Хрестоматийной стала история с известными всем романами Марка Твена о Томе Сойере и Геке Финне: как оказалось, их практически невозможно перевести на русский язык. Ибо в английском времен Твена существовало такое явление, как "негритянская речь" (не просторечная или неграмотная, а именно особый вид речи), а в русском его не было и быть не могло. И несколько придуманных словечек — вроде слова "масса" (вместо "мистер") — ситуацию не спасали: нельзя перевести то, чего в другой культуре попросту не существует. Наверное, поэтому и Гоголь практически непереводим на английский: одно дело читать "Вечера на хуторе близ Диканьки" и совсем другое — "Evenings on a farm near Dikanka".

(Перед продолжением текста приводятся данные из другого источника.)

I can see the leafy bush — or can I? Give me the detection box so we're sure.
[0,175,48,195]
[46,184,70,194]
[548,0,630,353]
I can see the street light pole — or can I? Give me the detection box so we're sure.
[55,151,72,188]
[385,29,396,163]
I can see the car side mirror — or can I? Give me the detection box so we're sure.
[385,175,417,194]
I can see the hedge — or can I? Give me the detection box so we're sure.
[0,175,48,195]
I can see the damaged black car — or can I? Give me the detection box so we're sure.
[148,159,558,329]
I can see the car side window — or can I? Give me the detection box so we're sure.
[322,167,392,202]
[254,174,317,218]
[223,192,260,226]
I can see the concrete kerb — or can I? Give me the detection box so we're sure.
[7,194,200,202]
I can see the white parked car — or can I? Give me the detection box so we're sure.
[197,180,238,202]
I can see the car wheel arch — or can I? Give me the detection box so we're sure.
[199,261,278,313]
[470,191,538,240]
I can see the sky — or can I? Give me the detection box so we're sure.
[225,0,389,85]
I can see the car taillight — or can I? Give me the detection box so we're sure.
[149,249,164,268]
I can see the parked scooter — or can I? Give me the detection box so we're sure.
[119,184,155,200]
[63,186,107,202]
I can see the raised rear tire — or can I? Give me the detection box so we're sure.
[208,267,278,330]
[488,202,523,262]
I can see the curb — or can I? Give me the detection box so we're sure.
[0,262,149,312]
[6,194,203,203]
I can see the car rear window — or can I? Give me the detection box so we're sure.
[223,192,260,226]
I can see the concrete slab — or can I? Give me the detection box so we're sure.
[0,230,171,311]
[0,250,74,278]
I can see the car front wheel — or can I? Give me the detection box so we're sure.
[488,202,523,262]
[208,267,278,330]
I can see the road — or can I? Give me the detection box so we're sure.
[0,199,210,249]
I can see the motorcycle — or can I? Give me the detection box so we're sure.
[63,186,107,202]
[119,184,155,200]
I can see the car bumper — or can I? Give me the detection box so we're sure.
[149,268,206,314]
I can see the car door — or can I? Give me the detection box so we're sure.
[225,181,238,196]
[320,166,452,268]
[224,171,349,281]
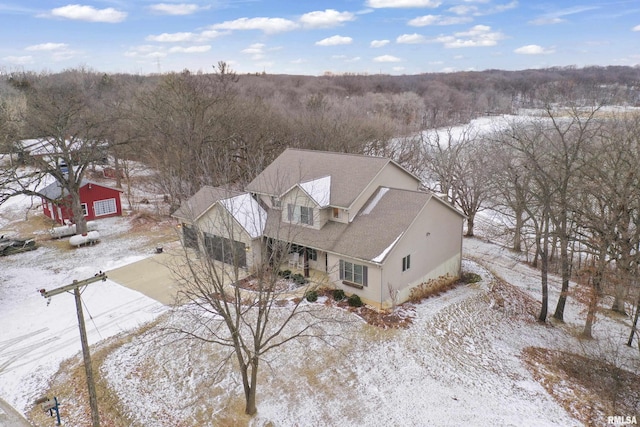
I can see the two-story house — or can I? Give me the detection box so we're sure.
[175,149,464,307]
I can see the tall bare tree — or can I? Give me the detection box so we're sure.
[0,69,111,233]
[171,192,337,415]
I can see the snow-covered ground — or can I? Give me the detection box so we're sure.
[0,125,640,427]
[0,193,166,413]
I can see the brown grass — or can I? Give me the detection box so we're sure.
[522,347,640,426]
[409,274,461,304]
[26,319,160,427]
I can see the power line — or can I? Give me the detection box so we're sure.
[40,271,107,427]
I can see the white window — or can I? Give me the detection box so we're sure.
[402,255,411,271]
[287,203,313,225]
[340,260,368,286]
[93,199,117,216]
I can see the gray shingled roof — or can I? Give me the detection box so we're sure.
[246,148,417,208]
[39,179,122,200]
[265,187,432,262]
[171,185,243,222]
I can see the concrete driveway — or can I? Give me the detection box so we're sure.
[107,246,248,305]
[107,251,183,305]
[0,399,31,427]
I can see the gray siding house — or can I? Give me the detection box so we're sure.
[174,149,464,308]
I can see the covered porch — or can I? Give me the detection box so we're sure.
[269,239,331,286]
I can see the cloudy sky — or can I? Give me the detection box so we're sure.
[0,0,640,75]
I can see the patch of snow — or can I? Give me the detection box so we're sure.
[300,176,331,208]
[220,193,267,239]
[0,191,167,414]
[371,232,404,262]
[361,187,389,215]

Но даже если вы пишете по-английски, это не значит, что трудностей с пониманием не будет. Пример тому — произведения нового лауреата Нобелевской премии. В его романах и рассказах часто используется тринидадский диалект английского, вероятно, столь же — если не более — экзотический для английского уха, как "негритянская речь" для американского.
Сам Найпол, известный своей иронией и тонким чувством юмора, с горечью отметил: "Я нахожусь в странной и весьма подозрительной ситуации: индиец по происхождению, пишущий на английском для английских читателей о неанглийских персонажах, говорящих на своем собственном варианте английского языка. Иногда я думаю, что для меня было бы лучше, если бы мои произведения выходили в переводе".

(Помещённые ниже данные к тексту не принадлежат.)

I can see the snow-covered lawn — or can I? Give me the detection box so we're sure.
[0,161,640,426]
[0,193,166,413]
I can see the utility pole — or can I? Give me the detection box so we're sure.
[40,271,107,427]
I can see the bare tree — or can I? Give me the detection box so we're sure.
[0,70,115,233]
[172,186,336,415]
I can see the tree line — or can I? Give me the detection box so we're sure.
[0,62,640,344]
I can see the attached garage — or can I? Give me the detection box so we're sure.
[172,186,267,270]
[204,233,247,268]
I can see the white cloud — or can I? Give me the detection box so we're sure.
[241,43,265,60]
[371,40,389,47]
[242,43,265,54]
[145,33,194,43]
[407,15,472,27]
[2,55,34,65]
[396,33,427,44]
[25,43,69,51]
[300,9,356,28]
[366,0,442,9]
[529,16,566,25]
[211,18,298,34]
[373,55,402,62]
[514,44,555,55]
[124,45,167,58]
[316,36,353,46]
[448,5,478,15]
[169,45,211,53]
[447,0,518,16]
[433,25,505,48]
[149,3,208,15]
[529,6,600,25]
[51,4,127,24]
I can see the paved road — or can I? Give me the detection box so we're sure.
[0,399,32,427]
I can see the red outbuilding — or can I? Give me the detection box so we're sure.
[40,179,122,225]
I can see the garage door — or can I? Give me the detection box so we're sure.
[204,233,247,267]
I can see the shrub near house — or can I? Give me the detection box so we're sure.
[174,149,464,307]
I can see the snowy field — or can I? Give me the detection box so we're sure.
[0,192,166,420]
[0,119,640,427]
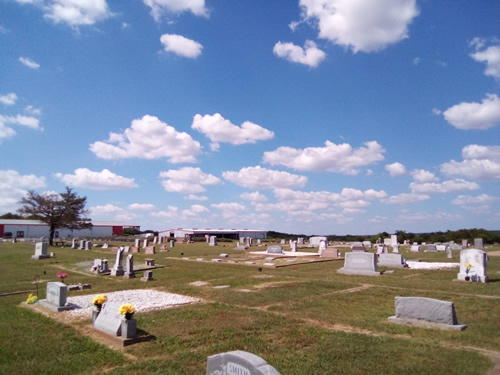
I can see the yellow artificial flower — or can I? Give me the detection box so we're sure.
[92,294,108,305]
[118,303,135,315]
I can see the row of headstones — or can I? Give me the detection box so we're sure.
[337,249,488,283]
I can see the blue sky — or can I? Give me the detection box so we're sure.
[0,0,500,234]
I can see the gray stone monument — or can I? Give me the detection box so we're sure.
[31,242,50,259]
[389,297,467,331]
[111,248,124,276]
[457,249,488,283]
[123,254,135,279]
[337,252,380,276]
[40,282,73,312]
[206,350,280,375]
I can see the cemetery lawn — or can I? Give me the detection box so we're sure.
[0,242,500,375]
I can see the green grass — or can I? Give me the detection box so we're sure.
[0,243,500,375]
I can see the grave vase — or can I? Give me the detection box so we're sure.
[122,319,137,339]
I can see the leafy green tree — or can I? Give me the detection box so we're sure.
[17,186,92,245]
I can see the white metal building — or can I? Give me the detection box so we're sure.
[158,228,267,240]
[0,219,140,238]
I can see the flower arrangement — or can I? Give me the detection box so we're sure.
[118,303,135,320]
[92,294,108,312]
[26,294,38,305]
[56,272,68,283]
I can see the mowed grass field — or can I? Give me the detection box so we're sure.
[0,242,500,375]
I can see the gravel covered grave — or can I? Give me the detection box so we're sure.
[61,289,200,319]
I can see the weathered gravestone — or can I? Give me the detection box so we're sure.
[378,253,408,268]
[111,248,123,276]
[457,249,488,283]
[337,252,380,276]
[206,350,279,375]
[388,297,467,331]
[267,245,283,254]
[40,281,73,312]
[474,238,484,249]
[31,242,50,259]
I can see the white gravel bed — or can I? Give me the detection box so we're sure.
[61,289,200,318]
[406,260,460,270]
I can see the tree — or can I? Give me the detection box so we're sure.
[17,186,92,245]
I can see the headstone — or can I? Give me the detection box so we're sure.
[474,238,484,249]
[40,282,73,312]
[144,246,156,255]
[378,253,408,268]
[206,350,279,375]
[457,249,488,283]
[141,271,153,281]
[123,254,135,279]
[337,252,380,276]
[111,248,123,276]
[267,245,283,254]
[389,297,467,331]
[94,302,123,336]
[31,242,50,259]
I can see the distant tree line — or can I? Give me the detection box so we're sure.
[267,228,500,244]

Как завещал великий Нобель?
Вот со словом "идеалистический" как раз и возникло больше всего проблем. С одной стороны, его предлагали переводить со шведского и как "идеальный", и как "идущий в направлении идеала", и даже как "отражающий современное представление об идеале". Что, заметим, не одно и то же.
С другой — непонятно, что понимал сам Нобель под этим словом. По мнению одного из друзей Нобеля, для него, известного анархистскими взглядами, "идеальным" было произведение, полемизирующее или прямо критикующее сложившуюся политическую систему, религию или институт семьи.

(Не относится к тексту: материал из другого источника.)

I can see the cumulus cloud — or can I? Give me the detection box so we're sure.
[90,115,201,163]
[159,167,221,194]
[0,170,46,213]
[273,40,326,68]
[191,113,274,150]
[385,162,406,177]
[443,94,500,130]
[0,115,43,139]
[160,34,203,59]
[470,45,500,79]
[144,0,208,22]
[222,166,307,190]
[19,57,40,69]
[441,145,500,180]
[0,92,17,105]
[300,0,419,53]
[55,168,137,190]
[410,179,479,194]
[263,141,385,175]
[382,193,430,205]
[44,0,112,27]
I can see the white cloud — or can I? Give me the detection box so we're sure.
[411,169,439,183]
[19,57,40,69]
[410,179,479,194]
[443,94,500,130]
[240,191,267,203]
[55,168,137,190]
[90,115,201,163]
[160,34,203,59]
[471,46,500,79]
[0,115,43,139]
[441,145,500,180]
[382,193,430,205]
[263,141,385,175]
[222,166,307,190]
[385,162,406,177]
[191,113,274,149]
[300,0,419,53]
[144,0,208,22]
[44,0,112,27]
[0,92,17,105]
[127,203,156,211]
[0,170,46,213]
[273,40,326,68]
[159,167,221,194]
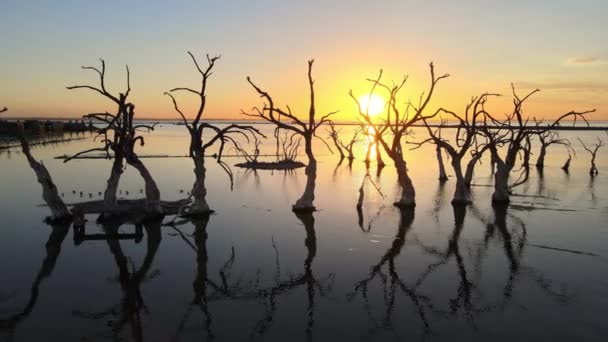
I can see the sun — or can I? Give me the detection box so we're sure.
[359,94,385,116]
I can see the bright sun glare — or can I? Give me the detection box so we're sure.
[359,94,384,116]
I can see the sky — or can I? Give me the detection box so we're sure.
[0,0,608,121]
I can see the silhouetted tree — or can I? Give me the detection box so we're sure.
[64,59,161,214]
[578,137,604,176]
[480,85,595,203]
[241,59,337,212]
[536,131,574,169]
[165,51,262,215]
[19,132,72,223]
[420,93,499,204]
[349,63,449,207]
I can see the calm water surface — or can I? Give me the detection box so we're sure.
[0,125,608,341]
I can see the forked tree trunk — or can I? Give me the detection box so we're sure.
[536,145,547,169]
[103,153,124,208]
[435,145,448,182]
[393,155,416,208]
[464,154,481,188]
[189,152,212,216]
[562,155,572,172]
[452,157,472,205]
[126,153,162,214]
[292,134,317,212]
[375,142,386,168]
[21,137,72,223]
[492,158,511,203]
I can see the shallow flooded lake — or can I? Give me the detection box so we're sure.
[0,124,608,341]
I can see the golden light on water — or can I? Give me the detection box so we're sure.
[359,94,386,116]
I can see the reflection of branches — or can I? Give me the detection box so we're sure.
[357,170,384,233]
[347,208,432,334]
[172,216,266,341]
[73,220,161,341]
[253,213,334,341]
[0,222,70,340]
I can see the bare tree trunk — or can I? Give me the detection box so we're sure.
[393,155,416,208]
[492,158,510,203]
[562,154,572,173]
[536,145,547,169]
[21,136,72,222]
[435,145,448,182]
[103,153,124,208]
[464,155,481,188]
[189,153,212,216]
[452,157,475,204]
[292,134,317,212]
[375,141,386,168]
[126,153,162,214]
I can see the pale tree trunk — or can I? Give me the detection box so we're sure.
[103,153,124,208]
[393,154,416,208]
[562,155,572,173]
[375,141,386,167]
[292,135,317,212]
[452,157,472,205]
[126,153,162,214]
[435,145,448,182]
[464,155,481,188]
[21,137,72,223]
[536,145,547,169]
[492,158,511,203]
[189,152,212,215]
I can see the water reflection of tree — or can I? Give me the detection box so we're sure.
[415,206,569,327]
[0,222,71,341]
[347,208,433,335]
[251,213,334,341]
[73,219,161,341]
[172,216,260,341]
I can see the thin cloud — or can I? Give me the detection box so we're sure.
[515,81,608,91]
[565,56,606,65]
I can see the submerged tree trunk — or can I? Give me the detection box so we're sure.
[562,154,572,173]
[21,137,72,222]
[435,145,448,182]
[374,141,386,168]
[292,134,317,212]
[189,152,212,216]
[492,158,511,203]
[452,157,474,204]
[103,152,124,208]
[126,153,162,214]
[536,145,547,169]
[393,154,416,208]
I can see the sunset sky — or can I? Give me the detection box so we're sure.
[0,0,608,120]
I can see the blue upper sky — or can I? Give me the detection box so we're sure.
[0,0,608,119]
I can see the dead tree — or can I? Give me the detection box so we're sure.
[241,59,337,212]
[419,93,499,204]
[165,51,263,215]
[329,121,345,161]
[536,131,574,170]
[480,85,595,203]
[349,63,449,207]
[64,59,161,215]
[20,132,72,223]
[578,137,604,176]
[562,153,572,173]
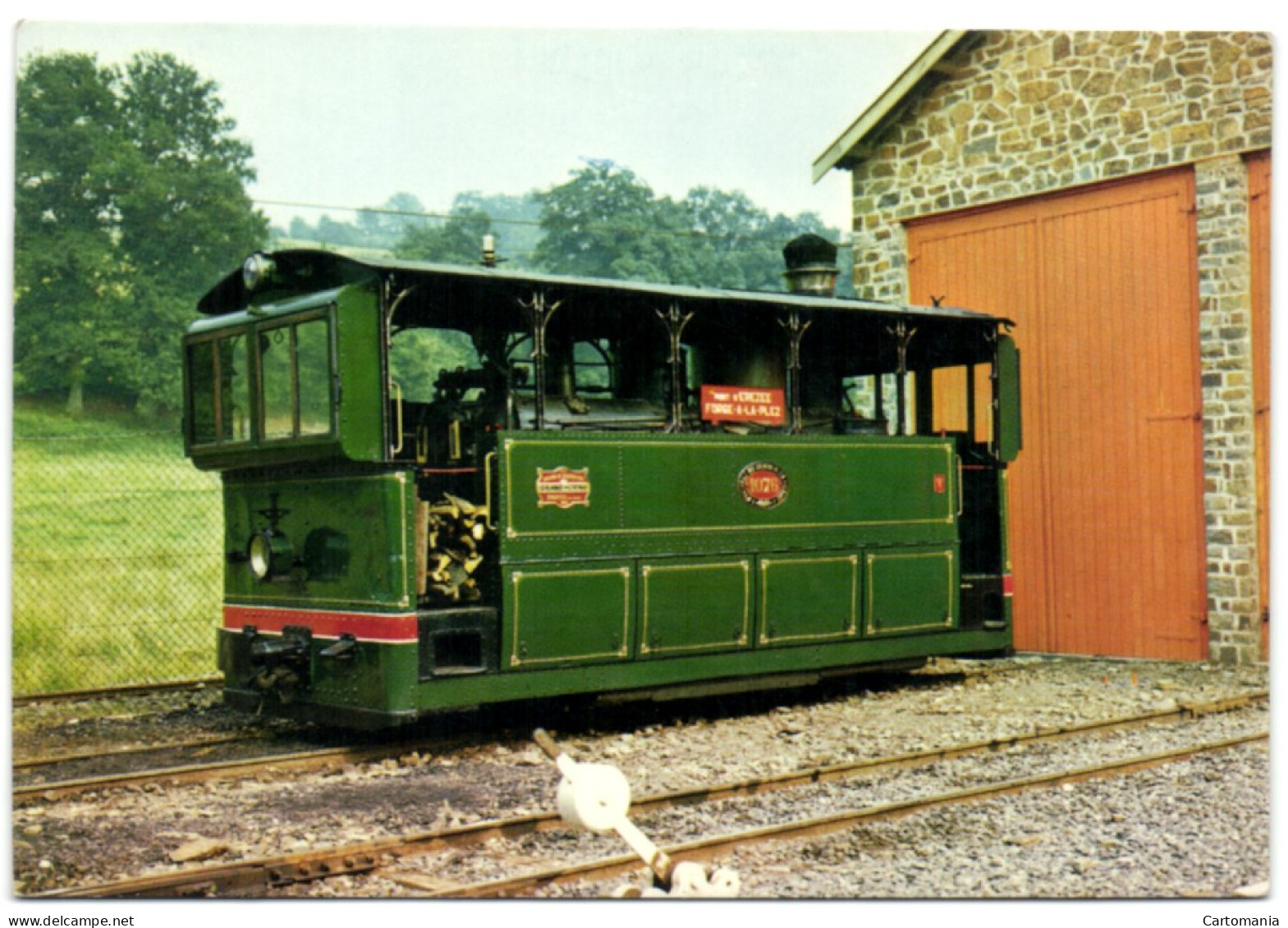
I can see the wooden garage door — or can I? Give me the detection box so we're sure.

По мнению же другого исследователя, под "идеалом" Нобель понимал принесение наибольшего блага человечеству (подобная фраза также присутствует в завещании в том месте, где речь идет не отдельно о литературной, а обо всех пяти премиях). Наконец, в самом тексте завещания слово idealisk ("идеалистический", "идеальный") прописано нечетко: последние две буквы — sk — написаны поверх другого суффикса. Предположительно, Нобель сначала написал idealiserad ("идеализирующий"), но потом изменил его на прилагательное idealisk, имеющее в шведском гораздо менее определенное значение.
Скорее всего, как предположил недавно один из членов Шведской академии, Нобель сомневался в формулировке и так и не смог прийти к какому-либо окончательному решению.
Неуверенность Нобеля стала еще одним поводом упрекнуть Шведскую академию — на сей раз в неточном следовании завещанию. Так, известный шведский драматург Август Стриндберг (премию, заметим, так и не получивший) недоумевал по поводу самого первого выбора академиков: какой же Сюлли-Прюдом идеалист? Он самый настоящий материалист.
Последующая история Нобелевской премии по литературе стала чередой лингвистических экспериментов со словом "идеалистический" и попыток истолкования завещания Альфреда Нобеля — в зависимости от представлений той или иной эпохи об "идеальном" и "идеалистическом".